When viewers develop a connection with the characters; when they start looking at Seo-rae and Hae-jun, trying to notice and synchronise their tempo of breathing, and listening to the sounds and watching their facial expressions when they inhale and exhale together, it leaves them with a strong sensual reaction. “A good example is when the male character puts lotion on the hand of the female character and says, ‘Your hands are too rough.’ That sight of the two hands will also come across as very much sensual,” says Park.

Park Chan-wook on why he storyboards all his movies

Park Chan-wook on why he storyboards all his movies | Photo Credit: MUBI India

The focus is essentially on the heart of the scene and the emotion it conveys. Park says that if an audience member is emotionally invested in what Seo-rae and Hae-jun are going through, and is ready to embrace them for who they are, it is a win for the filmmaker. “With the slight exposure of a part of the body or slight touch of one’s body; even a small action could also create a sensual impression and experience to my audience,” he adds.

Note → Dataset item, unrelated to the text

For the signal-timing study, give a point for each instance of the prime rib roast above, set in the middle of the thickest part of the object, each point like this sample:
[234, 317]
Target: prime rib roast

Today, South Korea occupies a dominant position in the landscape of arts and culture. The country seems to be at the cusp of a renaissance, thanks to the exponential growth of the Korean Wave, dubbed as Hallyu, which is on the rise not just in India but world-over and has opened up new avenues of entertainment. This rapid interest in Korean pop culture and entertainment happened two decades earlier, at least for a large community of movie buffs. 

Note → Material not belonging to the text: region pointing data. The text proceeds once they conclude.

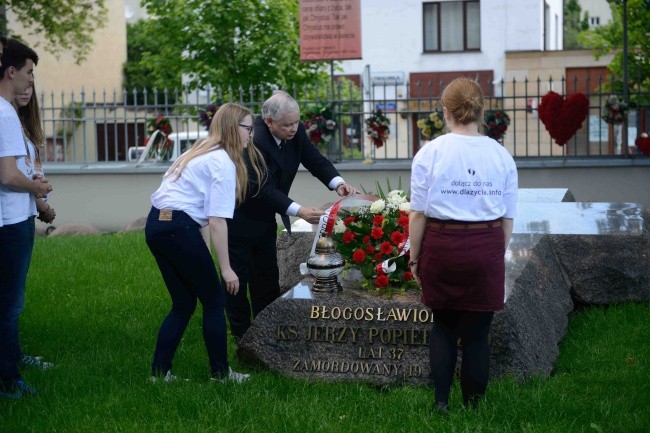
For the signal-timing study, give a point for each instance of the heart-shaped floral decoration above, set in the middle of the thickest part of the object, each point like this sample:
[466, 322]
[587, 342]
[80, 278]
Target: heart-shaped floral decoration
[563, 117]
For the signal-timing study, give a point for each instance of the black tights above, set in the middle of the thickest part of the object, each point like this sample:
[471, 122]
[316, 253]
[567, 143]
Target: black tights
[472, 327]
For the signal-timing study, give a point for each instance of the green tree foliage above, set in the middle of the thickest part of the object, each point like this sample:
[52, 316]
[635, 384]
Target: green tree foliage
[227, 43]
[65, 25]
[574, 22]
[609, 38]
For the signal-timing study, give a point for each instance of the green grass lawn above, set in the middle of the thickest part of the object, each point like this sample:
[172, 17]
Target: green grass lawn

Park smiles shyly when we politely remind him of the time he became the poster boy of New Korean Cinema at the turn of the century, along with contemporaries — Kim Ki-duk [ The Isle and Spring, Summer, Fall, Winter…and Spring], Bong Joon-ho [ Memories of Murder and Parasite] and Lee Chang-dong [ Oasis and Burning]. 

It is not like Park isn’t aware of the influence he has on Indian filmmakers, and the near demi-god status that Indian fans [who actually owe a lot to torrents] have bestowed upon him. “I know that Indians have taken great interest in my films. I heard that Old Boy was remade in India. I have not had the opportunity to look at it but I’m really curious how that came out,” says Park. If only he had seen Zinda [directed by Sanjay Gupta]. 

A still from ‘Decision to Leave’

A still from ‘Decision to Leave’ | Photo Credit: MUBI India

But back to the Korean Wave. 

Park says that when one country’s culture is transmitted [through art] beyond borders, the recipient country’s culture is also enriched in the process, allowing the consumers to broaden their worldview. “I believe such exchanges are not only good for Korean filmmakers but also beneficial for Indian people who have received and welcomed such cultural products in India. And vice versa; a lot of Indian cultural products are coming to Korea and I believe that will broaden the horizon for many Koreans who are enjoying Indian culture.”